Home [ MAIN ] COVER Dangote refinery cuts petrol price by N75/litre as global oil market eases

Dangote refinery cuts petrol price by N75/litre as global oil market eases

Key points

  • Dangote Petroleum Refinery has reduced its petrol gantry price by N75 per litre, from N1,250 to N1,175.
  • The refinery attributed the adjustment to easing tensions in the Middle East and declining global crude oil prices.
  • Industry stakeholders say the reduction could trigger further cuts in retail fuel prices nationwide.

Main story

Dangote Petroleum Refinery has reduced its ex-depot price of Premium Motor Spirit (PMS), commonly known as petrol, by N75 per litre, lowering the gantry price from N1,250 to N1,175 per litre.

The refinery announced the price adjustment in a circular issued to fuel marketers on Monday, citing the recent de-escalation of geopolitical tensions in the Middle East and the resulting decline in global energy prices.

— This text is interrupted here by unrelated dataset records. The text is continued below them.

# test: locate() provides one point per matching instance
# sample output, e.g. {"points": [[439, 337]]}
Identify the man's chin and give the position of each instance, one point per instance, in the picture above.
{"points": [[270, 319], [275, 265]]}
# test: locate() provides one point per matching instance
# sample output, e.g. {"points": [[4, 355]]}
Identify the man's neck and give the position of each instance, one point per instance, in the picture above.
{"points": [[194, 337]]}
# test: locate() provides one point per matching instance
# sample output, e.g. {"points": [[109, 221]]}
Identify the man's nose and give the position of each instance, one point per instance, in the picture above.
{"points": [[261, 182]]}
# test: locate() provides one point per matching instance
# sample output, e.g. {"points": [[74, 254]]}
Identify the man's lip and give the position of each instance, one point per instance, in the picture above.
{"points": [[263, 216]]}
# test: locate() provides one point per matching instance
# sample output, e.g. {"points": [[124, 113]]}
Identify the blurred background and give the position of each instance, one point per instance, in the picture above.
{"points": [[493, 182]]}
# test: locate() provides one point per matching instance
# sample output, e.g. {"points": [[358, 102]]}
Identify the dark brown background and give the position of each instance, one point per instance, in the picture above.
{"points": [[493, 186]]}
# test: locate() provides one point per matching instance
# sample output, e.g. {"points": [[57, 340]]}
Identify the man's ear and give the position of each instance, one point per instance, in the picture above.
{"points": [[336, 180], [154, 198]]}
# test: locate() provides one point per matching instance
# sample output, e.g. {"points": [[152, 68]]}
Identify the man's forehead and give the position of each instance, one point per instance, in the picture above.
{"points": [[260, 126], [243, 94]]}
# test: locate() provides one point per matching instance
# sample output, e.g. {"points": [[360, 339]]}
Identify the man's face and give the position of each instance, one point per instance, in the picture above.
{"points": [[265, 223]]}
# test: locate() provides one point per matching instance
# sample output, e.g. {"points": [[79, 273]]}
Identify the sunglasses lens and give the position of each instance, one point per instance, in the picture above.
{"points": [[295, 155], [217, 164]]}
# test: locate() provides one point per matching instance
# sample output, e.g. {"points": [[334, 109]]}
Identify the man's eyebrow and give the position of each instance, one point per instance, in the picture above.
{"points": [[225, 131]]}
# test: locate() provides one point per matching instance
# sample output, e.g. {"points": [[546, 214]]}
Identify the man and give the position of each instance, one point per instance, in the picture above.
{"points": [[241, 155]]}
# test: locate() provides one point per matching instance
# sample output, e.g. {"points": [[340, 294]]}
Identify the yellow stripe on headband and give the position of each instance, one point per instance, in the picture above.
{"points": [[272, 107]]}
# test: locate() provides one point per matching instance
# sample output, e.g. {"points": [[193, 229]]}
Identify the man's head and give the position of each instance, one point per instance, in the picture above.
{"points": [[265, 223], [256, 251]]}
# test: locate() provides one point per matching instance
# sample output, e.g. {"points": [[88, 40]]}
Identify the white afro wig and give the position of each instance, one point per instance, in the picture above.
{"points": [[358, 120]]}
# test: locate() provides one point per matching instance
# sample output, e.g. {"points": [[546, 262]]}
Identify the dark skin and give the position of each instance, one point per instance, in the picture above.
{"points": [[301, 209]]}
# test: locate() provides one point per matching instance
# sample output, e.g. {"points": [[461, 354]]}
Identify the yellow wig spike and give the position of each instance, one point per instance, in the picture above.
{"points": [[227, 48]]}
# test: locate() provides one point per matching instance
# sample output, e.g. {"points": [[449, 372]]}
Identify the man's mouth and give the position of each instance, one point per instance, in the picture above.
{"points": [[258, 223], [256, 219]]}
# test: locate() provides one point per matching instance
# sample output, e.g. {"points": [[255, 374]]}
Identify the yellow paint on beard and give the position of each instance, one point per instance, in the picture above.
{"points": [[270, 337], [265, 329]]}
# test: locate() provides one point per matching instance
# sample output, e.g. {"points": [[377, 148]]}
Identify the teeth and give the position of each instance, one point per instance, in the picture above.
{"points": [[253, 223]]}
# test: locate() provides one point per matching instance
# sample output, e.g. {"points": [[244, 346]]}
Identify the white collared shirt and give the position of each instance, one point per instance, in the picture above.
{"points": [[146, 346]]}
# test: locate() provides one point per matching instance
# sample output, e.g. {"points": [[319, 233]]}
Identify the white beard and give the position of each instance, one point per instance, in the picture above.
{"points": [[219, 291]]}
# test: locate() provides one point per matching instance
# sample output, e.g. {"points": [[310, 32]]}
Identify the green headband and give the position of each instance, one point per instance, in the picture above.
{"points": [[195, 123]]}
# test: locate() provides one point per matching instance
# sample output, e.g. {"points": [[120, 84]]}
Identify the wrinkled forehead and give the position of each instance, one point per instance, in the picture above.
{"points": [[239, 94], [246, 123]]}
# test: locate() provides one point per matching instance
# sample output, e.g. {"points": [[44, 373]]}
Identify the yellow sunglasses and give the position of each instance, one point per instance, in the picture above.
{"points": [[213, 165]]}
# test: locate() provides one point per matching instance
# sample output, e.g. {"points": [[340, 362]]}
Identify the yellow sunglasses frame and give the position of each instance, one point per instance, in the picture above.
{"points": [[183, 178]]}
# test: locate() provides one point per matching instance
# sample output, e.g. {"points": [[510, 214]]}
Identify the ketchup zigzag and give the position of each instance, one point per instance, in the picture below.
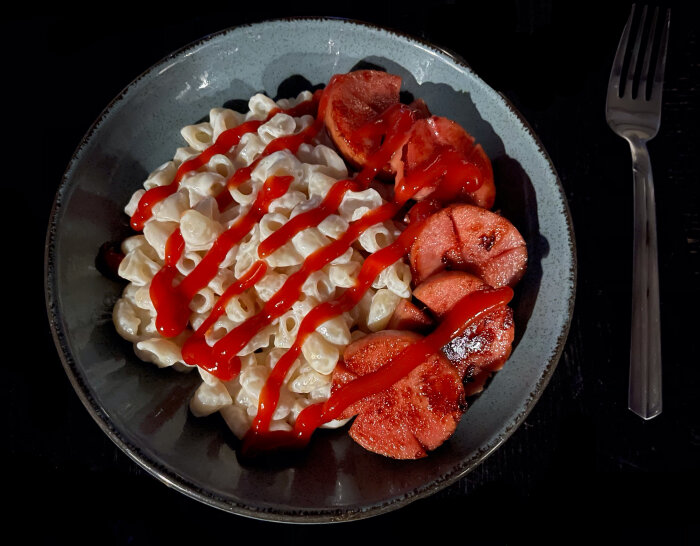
{"points": [[172, 301]]}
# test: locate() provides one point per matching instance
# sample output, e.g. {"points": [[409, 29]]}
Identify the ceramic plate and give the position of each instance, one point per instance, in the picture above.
{"points": [[144, 410]]}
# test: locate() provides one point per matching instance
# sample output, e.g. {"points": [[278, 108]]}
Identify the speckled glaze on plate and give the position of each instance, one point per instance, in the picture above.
{"points": [[144, 409]]}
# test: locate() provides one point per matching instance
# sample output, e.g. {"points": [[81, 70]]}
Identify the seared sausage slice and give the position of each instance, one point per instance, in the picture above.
{"points": [[473, 239], [426, 139], [416, 414], [354, 100], [483, 347]]}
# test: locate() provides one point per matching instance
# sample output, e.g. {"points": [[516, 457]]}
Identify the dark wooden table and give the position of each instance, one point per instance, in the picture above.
{"points": [[582, 467]]}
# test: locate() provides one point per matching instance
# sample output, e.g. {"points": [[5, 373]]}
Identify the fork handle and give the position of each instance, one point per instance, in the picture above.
{"points": [[645, 350]]}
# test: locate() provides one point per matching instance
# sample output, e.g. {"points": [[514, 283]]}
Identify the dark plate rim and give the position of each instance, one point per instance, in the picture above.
{"points": [[169, 477]]}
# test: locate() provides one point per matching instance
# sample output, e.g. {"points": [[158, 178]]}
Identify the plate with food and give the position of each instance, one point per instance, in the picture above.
{"points": [[309, 270]]}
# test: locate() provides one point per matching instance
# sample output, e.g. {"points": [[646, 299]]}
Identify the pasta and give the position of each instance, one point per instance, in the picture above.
{"points": [[193, 211]]}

According to the circular, the refinery also reviewed its coastal supply price, reducing it from N1,595,790 per metric tonne to N1,495,215 per metric tonne.

The company stated that the new pricing structure took effect from midnight on June 16, adding that all outstanding unloaded gantry volumes would be repriced at the new rate.

“Following the de-escalation of tensions in the Middle East, which has impacted energy prices, we wish to inform you that we have reviewed our Premium Motor Spirit gantry/coastal price,” the refinery stated.

The development comes as global crude oil prices continue to retreat following reports of a ceasefire agreement between the United States and Iran, ending months of hostilities that had disrupted global energy markets and heightened concerns over oil supply routes.

Industry data indicates that Dangote’s latest ex-depot price is currently the lowest among major suppliers in the domestic market, potentially positioning the refinery to influence broader retail pricing trends across the country.

The issues

The latest price adjustment underscores the direct relationship between international crude oil prices and domestic fuel costs in Nigeria’s deregulated petroleum market.

For much of the past three months, escalating tensions between the United States and Iran drove crude oil prices above $120 per barrel, resulting in sharp increases in fuel prices across several countries, including Nigeria.

Locally, petrol prices surged from about N830 per litre to nearly N1,300 per litre, while diesel and aviation fuel prices also recorded significant increases, worsening transportation costs and inflationary pressures on households and businesses.

Although global oil prices have begun to decline, analysts note that domestic fuel prices may not immediately reflect international market movements due to existing inventories purchased at higher crude costs and other operational considerations.

What’s being said

Dangote Refinery attributed the latest reduction to improving conditions in the international oil market following diplomatic efforts to restore stability in the Middle East.

According to industry platform Petroleumprice.ng, the refinery’s revised gantry price now ranks among the most competitive in the market, with many marketers previously purchasing products at around N1,240 per litre.

Market analysts say the reopening of the Strait of Hormuz—a strategic global shipping route—could further stabilise crude supply and place additional downward pressure on oil prices.

Stakeholders within the downstream sector have also expressed optimism that continued stability in global energy markets could translate into lower fuel costs for consumers.

However, officials familiar with refinery operations have cautioned that the facility is still processing crude oil acquired during periods of elevated prices. This factor could moderate the pace of future reductions.

A senior refinery source noted that while petrol prices could eventually fall to around N900 per litre, such a development would depend on sustained declines in crude oil prices and the complete adjustment of market fundamentals.

What’s next

Industry observers will closely monitor developments in global oil markets, particularly the implementation of the reported peace agreement between the United States and Iran and the full reopening of the Strait of Hormuz.

Analysts expect marketers and independent retail operators to review pump prices in response to the refinery’s latest adjustment.

Should crude oil prices continue their downward trajectory, additional reductions in ex-depot and retail fuel prices may follow in the coming weeks.

Attention will also be focused on how quickly savings from lower crude costs are transmitted through the supply chain to end consumers.

Bottom line

Dangote Refinery’s N75 per litre price reduction marks the most significant downward adjustment in recent months and signals the potential beginning of a broader decline in fuel prices. While Nigerians may not experience immediate relief at filling stations, the combination of easing geopolitical tensions, lower crude oil prices and increased domestic refining capacity has strengthened expectations that petrol prices could continue to fall if global market stability is sustained.